Mercredi, Mark Zuckerberg a exprimé ses regrets sur la lenteur d'Instagram à limiter l'accès des utilisateurs de moins de 13 ans lors de son témoignage devant un jury à Los Angeles. Il a affirmé que Meta ne cherchait plus à maximiser le temps passé sur ses plateformes, en réponse aux plaintes croissantes concernant l'impact des réseaux sociaux sur la jeunesse.
Durant une audience de six heures, le PDG de Meta a défendu son entreprise avec une intensité variable, parfois visiblement agacé. Ce témoignage était particulièrement significatif puisqu'il s'agissait de sa première réponse publique dans le cadre d'un procès populaire.
Plusieurs milliers de familles américaines accusent Meta et Google d'avoir conçu des plateformes telles qu'Instagram et YouTube pour être addictives dès le plus jeune âge. Les deux entreprises ont fermement conteste ces allégations.
Instagram a seulement commencé à demander la date de naissance pour la création de comptes en 2019, élargissant cette obligation aux anciens utilisateurs en 2021 et vérifiant leur âge à partir de 2022. "Nous avons intégré de nouveaux outils de détection au fil du temps", a précisé Zuckerberg, reconnaissant que les mesures auraient dû être prises plus tôt.
Lors de l'audience, l'avocat de la plaignante, Mark Lanier, a présenté un document interne de 2018 qui rapportait que près de quatre millions de comptes Instagram appartenaient à des enfants de moins de 13 ans. L'entreprise avait alors estimé qu'environ 30 % des 10-12 ans aux États-Unis utilisaient la plateforme.
Un jury civil devra décider d'ici fin mars si Instagram et YouTube ont contribué à la dégradation de la santé mentale de Kaley G.M., une californienne de 20 ans qui a commencé à utiliser Instagram à l'âge de 9 ans.
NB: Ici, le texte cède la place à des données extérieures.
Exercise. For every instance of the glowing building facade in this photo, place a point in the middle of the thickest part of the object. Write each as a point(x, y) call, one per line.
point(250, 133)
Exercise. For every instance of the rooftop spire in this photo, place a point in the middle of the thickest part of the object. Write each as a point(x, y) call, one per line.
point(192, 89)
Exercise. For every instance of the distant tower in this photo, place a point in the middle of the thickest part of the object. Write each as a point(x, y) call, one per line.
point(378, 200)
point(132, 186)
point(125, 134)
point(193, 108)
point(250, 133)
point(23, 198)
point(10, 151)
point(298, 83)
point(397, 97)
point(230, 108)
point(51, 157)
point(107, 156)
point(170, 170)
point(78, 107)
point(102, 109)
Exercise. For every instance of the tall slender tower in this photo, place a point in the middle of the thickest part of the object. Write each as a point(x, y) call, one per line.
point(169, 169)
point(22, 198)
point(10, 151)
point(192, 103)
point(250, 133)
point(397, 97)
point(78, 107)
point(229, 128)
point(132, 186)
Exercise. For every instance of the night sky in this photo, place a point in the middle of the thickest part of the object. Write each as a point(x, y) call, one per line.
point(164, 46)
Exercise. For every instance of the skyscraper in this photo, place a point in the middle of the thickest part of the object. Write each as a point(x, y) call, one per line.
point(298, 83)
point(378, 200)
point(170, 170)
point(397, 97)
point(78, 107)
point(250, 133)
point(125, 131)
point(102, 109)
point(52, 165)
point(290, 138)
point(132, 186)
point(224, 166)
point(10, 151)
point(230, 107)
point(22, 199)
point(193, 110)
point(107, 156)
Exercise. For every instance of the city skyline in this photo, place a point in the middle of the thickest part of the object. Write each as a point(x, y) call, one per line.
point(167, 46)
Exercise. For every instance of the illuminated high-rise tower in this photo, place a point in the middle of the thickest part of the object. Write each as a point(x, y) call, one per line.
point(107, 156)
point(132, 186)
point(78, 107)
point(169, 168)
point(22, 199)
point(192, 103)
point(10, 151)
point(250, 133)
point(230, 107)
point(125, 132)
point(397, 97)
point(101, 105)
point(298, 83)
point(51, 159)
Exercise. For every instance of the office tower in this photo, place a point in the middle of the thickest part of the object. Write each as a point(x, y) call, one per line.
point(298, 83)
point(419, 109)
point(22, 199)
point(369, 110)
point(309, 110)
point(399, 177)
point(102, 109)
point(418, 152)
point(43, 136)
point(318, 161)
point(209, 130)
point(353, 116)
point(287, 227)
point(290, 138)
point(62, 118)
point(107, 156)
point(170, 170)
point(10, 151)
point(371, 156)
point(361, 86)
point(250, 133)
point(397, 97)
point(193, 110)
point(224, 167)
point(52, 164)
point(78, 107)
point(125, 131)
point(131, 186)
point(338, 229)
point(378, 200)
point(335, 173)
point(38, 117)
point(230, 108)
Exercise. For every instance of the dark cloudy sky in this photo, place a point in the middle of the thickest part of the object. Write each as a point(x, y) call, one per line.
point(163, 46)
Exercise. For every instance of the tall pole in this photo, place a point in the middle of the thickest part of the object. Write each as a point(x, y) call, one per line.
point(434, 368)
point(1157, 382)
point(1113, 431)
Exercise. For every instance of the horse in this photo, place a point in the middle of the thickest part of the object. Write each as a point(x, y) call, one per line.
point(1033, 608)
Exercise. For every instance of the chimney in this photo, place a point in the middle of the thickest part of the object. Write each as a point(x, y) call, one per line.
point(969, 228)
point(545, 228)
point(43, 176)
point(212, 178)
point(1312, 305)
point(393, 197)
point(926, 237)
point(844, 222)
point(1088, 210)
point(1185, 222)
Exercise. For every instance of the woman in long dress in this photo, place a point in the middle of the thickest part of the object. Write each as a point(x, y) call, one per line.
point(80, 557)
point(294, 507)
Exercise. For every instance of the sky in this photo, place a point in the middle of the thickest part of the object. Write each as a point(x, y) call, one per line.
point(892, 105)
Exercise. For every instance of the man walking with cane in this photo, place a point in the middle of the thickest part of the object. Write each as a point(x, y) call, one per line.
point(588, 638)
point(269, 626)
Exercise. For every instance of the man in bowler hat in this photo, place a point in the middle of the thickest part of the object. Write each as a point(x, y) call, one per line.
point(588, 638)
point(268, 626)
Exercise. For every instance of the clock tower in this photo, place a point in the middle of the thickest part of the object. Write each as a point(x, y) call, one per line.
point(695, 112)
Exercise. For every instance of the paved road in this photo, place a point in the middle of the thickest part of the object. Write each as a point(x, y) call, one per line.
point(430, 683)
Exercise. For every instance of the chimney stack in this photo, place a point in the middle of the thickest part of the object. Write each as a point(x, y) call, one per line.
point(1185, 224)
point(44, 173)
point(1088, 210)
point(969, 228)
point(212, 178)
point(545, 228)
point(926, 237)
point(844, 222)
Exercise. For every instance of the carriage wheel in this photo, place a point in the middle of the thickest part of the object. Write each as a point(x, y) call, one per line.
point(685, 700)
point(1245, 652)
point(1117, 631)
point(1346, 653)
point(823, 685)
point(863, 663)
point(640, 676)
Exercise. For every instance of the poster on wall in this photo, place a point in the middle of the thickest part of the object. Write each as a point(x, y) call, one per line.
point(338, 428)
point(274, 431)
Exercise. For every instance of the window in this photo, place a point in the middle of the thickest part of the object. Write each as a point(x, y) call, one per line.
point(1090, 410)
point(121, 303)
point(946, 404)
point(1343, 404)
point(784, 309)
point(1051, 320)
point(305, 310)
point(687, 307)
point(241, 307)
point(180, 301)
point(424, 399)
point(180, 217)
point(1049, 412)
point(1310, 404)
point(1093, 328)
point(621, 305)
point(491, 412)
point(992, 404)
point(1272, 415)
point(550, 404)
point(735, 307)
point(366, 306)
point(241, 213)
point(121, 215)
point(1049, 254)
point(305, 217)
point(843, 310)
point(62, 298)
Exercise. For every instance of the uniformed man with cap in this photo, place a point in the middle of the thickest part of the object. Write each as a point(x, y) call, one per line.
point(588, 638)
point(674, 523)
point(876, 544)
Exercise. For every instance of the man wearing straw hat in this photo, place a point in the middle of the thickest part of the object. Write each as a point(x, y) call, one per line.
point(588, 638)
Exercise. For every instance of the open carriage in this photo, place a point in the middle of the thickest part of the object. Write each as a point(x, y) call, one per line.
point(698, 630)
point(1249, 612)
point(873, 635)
Ce cas s'inscrit dans une série de procès test visant à déterminer la responsabilité des réseaux sociaux dans une vague de problèmes de santé mentale chez les jeunes.
Zuckerberg a lui-même fixé, en décembre 2015, un objectif d'augmentation de 12 % du temps moyen passé sur Instagram sur trois ans. "Nous avions des objectifs", a-t-il admis, mais il a ensuite souligné qu'il avait décidé de changer de cap, en mettant l'accent sur l'utilité et la valeur des applications plutôt que sur le temps d'utilisation.
Avec un air parfois irrité, il a défendu son point de vue sur l'impact de la plateforme, déclarant : "Si vous créez quelque chose de néfaste, les internautes peuvent y passer plus de temps, mais en fin de compte, ils ne seront pas satisfaits." Des documents de 2022 affirment que Meta continue de fixer des "jalons" d'utilisation, ce que Zuckerberg a contesté, les qualifiant d'"indicateurs de satisfaction", plutôt que d'objectifs à atteindre.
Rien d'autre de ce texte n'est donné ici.